未熟児とは、早産(妊娠22週から37週未満)のために出生体重が少なく生まれたり、正期産(妊娠37週から41週目)でも小さめに生まれた赤ちゃんをいいます。

体重別に見ると、2500g未満は低出生体重児、1500g未満は極低出生体重児と呼ばれます。

早産になったり、赤ちゃんが未熟児で生まれる原因は、母親の体質や妊娠生活にあったり、胎児自身にあったりと様々です。

ここでは、未熟児の発達的な特徴や発育上の問題について紹介します。

未熟児の発達

未熟児は、身長や体重の発育や発達面で遅れが生じることが多く、個人差はありますが、低出生体重児の場合は、2歳頃までに追いつくといわれます(極低出生体重児は5、6歳頃)。

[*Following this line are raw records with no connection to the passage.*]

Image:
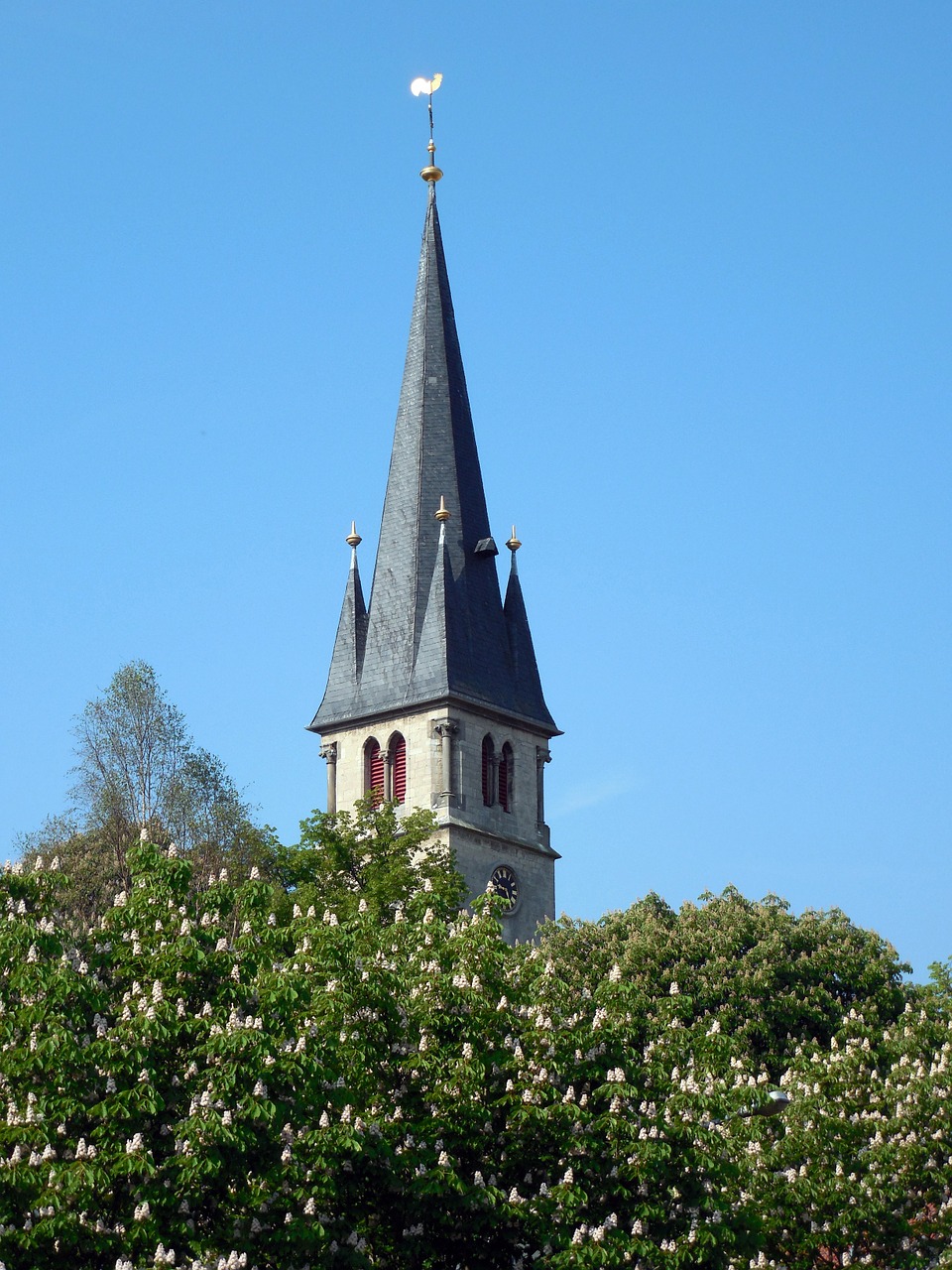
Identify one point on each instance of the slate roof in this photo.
(435, 627)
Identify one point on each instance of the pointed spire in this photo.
(529, 686)
(435, 625)
(349, 645)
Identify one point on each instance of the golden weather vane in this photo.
(429, 86)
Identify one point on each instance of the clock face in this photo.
(507, 884)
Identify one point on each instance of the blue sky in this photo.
(699, 257)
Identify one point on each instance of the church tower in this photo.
(433, 697)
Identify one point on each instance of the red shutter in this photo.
(488, 771)
(399, 760)
(375, 771)
(506, 778)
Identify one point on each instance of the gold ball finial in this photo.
(421, 86)
(431, 172)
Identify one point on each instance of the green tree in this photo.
(771, 978)
(371, 857)
(140, 774)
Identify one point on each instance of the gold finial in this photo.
(429, 86)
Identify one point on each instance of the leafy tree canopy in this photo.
(197, 1083)
(772, 979)
(140, 772)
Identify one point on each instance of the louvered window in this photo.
(506, 778)
(398, 757)
(489, 771)
(373, 770)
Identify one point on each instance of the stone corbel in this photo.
(330, 753)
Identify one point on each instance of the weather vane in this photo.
(429, 86)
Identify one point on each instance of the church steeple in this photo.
(434, 457)
(434, 697)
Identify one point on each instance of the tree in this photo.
(371, 856)
(197, 1083)
(771, 978)
(139, 772)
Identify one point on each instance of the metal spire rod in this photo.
(417, 87)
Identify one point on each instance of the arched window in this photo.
(398, 771)
(506, 778)
(373, 770)
(489, 771)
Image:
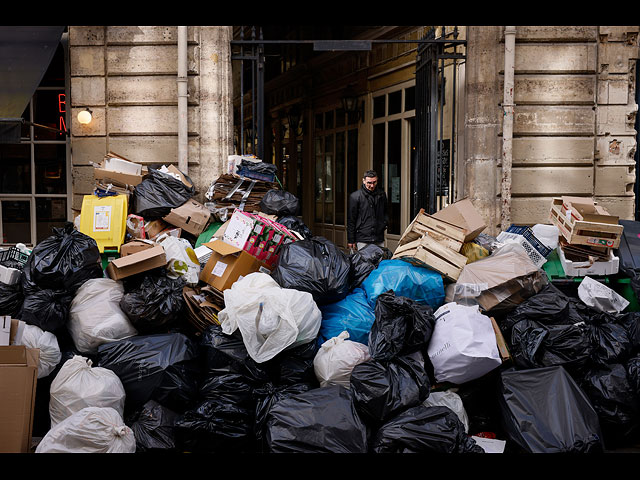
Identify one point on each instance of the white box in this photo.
(581, 269)
(114, 164)
(9, 275)
(5, 330)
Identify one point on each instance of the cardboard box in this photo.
(135, 246)
(192, 217)
(18, 378)
(142, 261)
(226, 264)
(463, 214)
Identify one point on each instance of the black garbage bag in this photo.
(154, 428)
(156, 303)
(382, 390)
(631, 323)
(46, 308)
(314, 265)
(11, 298)
(543, 410)
(162, 367)
(63, 261)
(158, 193)
(279, 202)
(612, 343)
(548, 307)
(401, 326)
(535, 345)
(266, 396)
(215, 426)
(222, 353)
(364, 261)
(294, 223)
(322, 420)
(614, 399)
(424, 429)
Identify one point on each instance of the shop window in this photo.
(34, 196)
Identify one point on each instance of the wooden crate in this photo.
(578, 229)
(431, 253)
(446, 233)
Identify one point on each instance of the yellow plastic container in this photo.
(105, 220)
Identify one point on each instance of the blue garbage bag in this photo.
(420, 284)
(353, 314)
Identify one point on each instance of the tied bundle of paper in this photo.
(589, 233)
(238, 192)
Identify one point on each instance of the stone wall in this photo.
(127, 76)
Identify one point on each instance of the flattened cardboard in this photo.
(227, 264)
(18, 379)
(463, 214)
(192, 217)
(137, 262)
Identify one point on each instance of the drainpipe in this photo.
(182, 101)
(507, 125)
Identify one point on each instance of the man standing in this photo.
(367, 215)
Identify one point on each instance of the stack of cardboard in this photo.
(588, 236)
(436, 240)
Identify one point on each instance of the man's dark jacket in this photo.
(367, 216)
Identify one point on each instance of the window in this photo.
(393, 112)
(34, 186)
(336, 165)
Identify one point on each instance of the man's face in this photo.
(370, 183)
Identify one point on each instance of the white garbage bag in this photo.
(270, 318)
(95, 316)
(90, 430)
(181, 259)
(463, 345)
(336, 358)
(33, 336)
(451, 400)
(78, 385)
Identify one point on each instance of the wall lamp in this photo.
(84, 116)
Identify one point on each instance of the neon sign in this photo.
(62, 108)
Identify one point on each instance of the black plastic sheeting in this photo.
(322, 420)
(158, 193)
(314, 265)
(280, 203)
(156, 303)
(543, 410)
(161, 367)
(424, 429)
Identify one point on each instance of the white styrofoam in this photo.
(581, 269)
(9, 275)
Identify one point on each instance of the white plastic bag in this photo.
(463, 345)
(181, 259)
(90, 430)
(451, 400)
(270, 318)
(336, 358)
(601, 297)
(49, 357)
(95, 316)
(78, 385)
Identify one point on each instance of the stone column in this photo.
(483, 122)
(216, 108)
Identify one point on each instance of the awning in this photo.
(25, 55)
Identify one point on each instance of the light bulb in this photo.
(84, 117)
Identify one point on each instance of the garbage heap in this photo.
(454, 342)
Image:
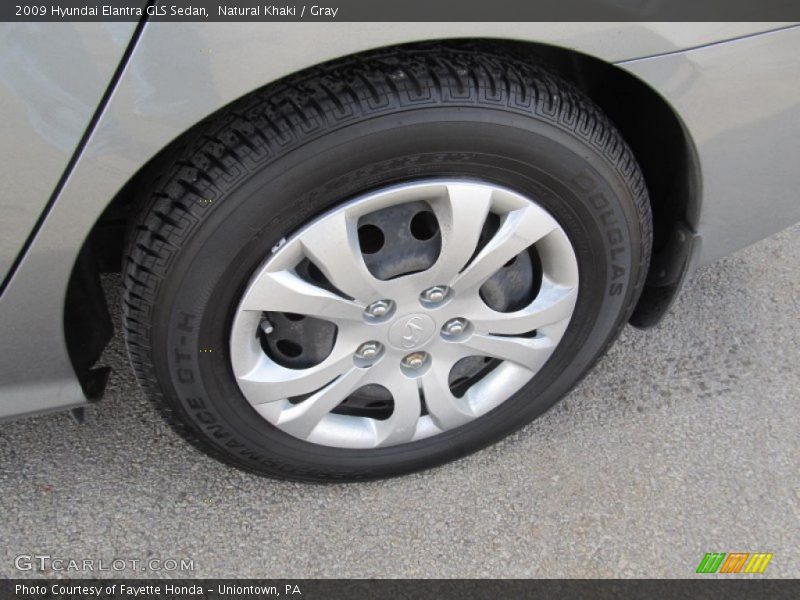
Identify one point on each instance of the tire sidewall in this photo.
(571, 179)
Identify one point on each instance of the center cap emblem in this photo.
(411, 331)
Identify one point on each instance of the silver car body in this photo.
(86, 105)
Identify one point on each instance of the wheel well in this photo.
(647, 123)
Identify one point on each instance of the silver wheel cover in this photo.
(413, 350)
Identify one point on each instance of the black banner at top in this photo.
(401, 10)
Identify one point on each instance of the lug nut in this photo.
(455, 327)
(379, 309)
(435, 294)
(368, 350)
(415, 360)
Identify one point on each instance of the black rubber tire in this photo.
(260, 168)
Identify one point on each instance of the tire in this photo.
(267, 168)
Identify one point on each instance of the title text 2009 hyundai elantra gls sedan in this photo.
(350, 251)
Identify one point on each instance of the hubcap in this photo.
(368, 328)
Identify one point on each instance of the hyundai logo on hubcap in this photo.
(411, 331)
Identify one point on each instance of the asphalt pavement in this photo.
(684, 439)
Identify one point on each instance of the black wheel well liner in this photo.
(648, 124)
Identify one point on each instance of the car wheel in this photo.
(383, 263)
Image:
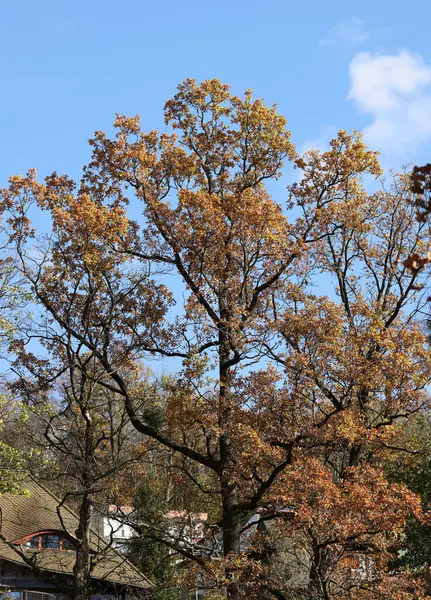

脳や身体の各機能が未熟な状態で生まれた赤ちゃんは、免疫力が弱く、感染症を撃退するのが難しいだけでなく、発達過程において何らかの問題や障害が生じるリスクがあるため、産後は、新生児集中治療室で過ごし、モニターで体の健康状態の監視が続けられます。

発育上の問題

呼吸上の問題
肺が未完成なため、呼吸窮迫症候群(RDS)にかかりやすく、医療行為によって空気の通り道を確保したり、酸素吸入器が取り付けられて必要な酸素が送られます。
いつ無呼吸状態になるか分からない状態なので、モニターで監視が続けられます。
体温調節できない
早期に産まれると、体を覆う脂肪が不十分で体温調節が難しいので、保育器の中で温度管理がされます。
ミルクを飲めない
未熟児の多くは、乳首を上手に吸うことができないため、チューブで栄養が送られます。なかには、母乳を与える試みや、初乳を冷凍保存しておいて、赤ちゃんが飲めるようになったら与えられることもあります。
発達が遅れやすい
寝返りや首がすわるのが遅れたり、学習障害を生じることがあります。医師の検診によってなんらかの障害が発見された場合は、必要に応じて心理セラピーや言語療法が勧められます。

最近の医学は進歩を続け、未熟児で生まれても問題なく成長する可能性が高くなっています。分からないことはその都度医師に相談し、できる限り不安を取り除くようにしましょう。